The IAMA is not a continuous curve like a line but a step-function. Each step indicates a significant change from one risk level to another one and allows easy tracking of significant changes. Figure 1 shows the control chart for the global world accident rate. The IAMA is constant. There has been one burst of the upper band in 2008 (%b=101.67) but the burst was not confirmed in 2009.
Lower and Upper Band - The lower band can be seen as the minimal improvement effort needed in order to achieve a significant decrease if the effort is maintained over 2 consecutive years. It can be seen as a short term safety target relative to the current situation.
On the other side, the upper band defines the limit above which accident rates become significantly higher than the current average and may indicate the existence of an undermining safety issue.
BandWidth - The bandwidth is representative of the quality of the indicator and the measurability of improvement. The higher the bandwidth, the greater the volatility or fluctuations of the accident rate. A bandwidth close or over 100% would mean that the lower band is at 50% or less of the IAMA. The accident rate would need to be improved by at least 50% to be called significant, which is unrealistic.
A bandwidth of 30% is the limit above which the accident rate becomes an unreliable indicator. Figure 2 shows the accident rate control chart for the ICAO ESAF region. The bandwidth is 189%. The lower band is at 0.29, which is a totally unrealistic target. This indicator can therefore not be used to measure safety in that region.

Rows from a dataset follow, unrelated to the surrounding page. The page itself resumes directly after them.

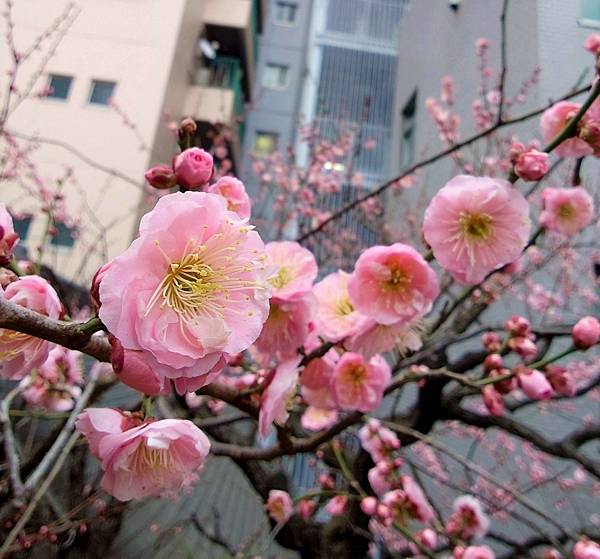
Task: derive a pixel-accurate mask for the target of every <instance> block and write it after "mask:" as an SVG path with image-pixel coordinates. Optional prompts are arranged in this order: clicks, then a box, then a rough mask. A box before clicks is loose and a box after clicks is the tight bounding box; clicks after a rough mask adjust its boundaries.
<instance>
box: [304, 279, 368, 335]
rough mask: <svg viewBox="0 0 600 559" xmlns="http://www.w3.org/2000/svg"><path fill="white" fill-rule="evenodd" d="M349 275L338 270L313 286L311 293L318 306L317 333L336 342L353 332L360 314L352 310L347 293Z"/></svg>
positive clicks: (349, 297)
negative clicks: (314, 285) (314, 286)
mask: <svg viewBox="0 0 600 559" xmlns="http://www.w3.org/2000/svg"><path fill="white" fill-rule="evenodd" d="M349 279H350V274H347V273H346V272H343V271H342V270H338V271H337V272H335V273H334V274H329V275H328V276H327V277H325V278H324V279H323V280H322V281H320V282H319V283H317V284H315V287H314V289H313V293H314V295H315V297H316V298H317V302H318V304H319V307H318V310H317V314H316V316H315V326H316V327H317V332H318V333H319V334H320V335H321V336H323V337H324V338H325V339H327V340H329V341H332V342H338V341H340V340H341V339H343V338H346V337H347V336H349V335H350V334H352V333H353V332H354V329H355V328H356V325H357V323H358V321H359V320H360V313H359V312H358V311H356V310H355V309H354V306H353V305H352V301H350V295H349V293H348V281H349Z"/></svg>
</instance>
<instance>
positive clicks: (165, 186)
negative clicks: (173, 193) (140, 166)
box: [144, 165, 177, 190]
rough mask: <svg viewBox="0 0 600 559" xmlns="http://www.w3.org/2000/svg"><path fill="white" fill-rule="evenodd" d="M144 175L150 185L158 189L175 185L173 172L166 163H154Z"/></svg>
mask: <svg viewBox="0 0 600 559" xmlns="http://www.w3.org/2000/svg"><path fill="white" fill-rule="evenodd" d="M144 177H145V178H146V180H147V181H148V184H149V185H150V186H153V187H154V188H158V189H159V190H163V189H168V188H173V187H174V186H177V178H176V177H175V173H174V172H173V170H172V169H171V168H170V167H167V166H166V165H156V166H155V167H152V168H150V169H148V170H147V171H146V172H145V173H144Z"/></svg>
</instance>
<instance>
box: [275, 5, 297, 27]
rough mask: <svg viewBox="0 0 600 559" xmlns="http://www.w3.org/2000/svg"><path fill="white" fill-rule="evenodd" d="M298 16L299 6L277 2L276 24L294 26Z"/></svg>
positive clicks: (276, 5)
mask: <svg viewBox="0 0 600 559" xmlns="http://www.w3.org/2000/svg"><path fill="white" fill-rule="evenodd" d="M297 15H298V4H294V3H293V2H277V4H275V22H276V23H280V24H283V25H294V24H295V23H296V16H297Z"/></svg>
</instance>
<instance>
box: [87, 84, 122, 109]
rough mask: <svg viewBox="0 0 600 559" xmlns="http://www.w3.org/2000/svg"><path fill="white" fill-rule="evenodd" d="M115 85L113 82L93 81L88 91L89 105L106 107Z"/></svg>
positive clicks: (113, 90)
mask: <svg viewBox="0 0 600 559" xmlns="http://www.w3.org/2000/svg"><path fill="white" fill-rule="evenodd" d="M116 85H117V84H116V83H115V82H107V81H101V80H93V81H92V89H91V91H90V103H92V104H94V105H108V104H109V103H110V99H111V97H112V96H113V93H114V91H115V87H116Z"/></svg>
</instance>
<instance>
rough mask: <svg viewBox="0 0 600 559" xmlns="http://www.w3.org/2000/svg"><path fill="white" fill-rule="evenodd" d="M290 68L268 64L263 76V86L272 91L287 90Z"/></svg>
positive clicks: (283, 65) (262, 80) (285, 66)
mask: <svg viewBox="0 0 600 559" xmlns="http://www.w3.org/2000/svg"><path fill="white" fill-rule="evenodd" d="M289 70H290V69H289V66H284V65H283V64H267V65H266V66H265V71H264V74H263V80H262V83H263V86H265V87H268V88H270V89H285V88H286V87H287V85H288V75H289Z"/></svg>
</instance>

Accident rate indicator unreliability may be caused by different factors among which:
- Inappropriate grouping of States indicated by a high disparity of traffic volume among the States of the group, or;
- Inappropriate measurement period indicated by a far too low number of events happening during that period.
Figure 2: ESAF accident rate control chart, with bandwidth=189%
%b - %b indicates where the accident rate is in relation to the upper and lower band. It is an alert for an upcoming IAMA change. If %b is negative, a significant decrease may be called if %b stays negative for an additional year. If %b is greater than 100%, a significant increase may be ahead. Figure 3 shows the accident rate control chart for the ICAO APAC region. %b is over 100% for 3 consecutive years, which has called 2 consecutive increases in the IAMA.
Figure 3: APAC accident rate control chart, with %b=153%
The described methodology to calculate and trend accident rates can be applied to any other event counting safety indicator, either rated or not. One may for example count level busts in a given FIR and rate them by the number of aircraft handled during a given time period to create a level bust rate safety indicator using the defined methodology.
Rating is not always necessary. If the number of exposure events like flights, landings etc. is fairly stable from one period to another, the raw number of events may be taken as safety indicator and controlled using this same methodology.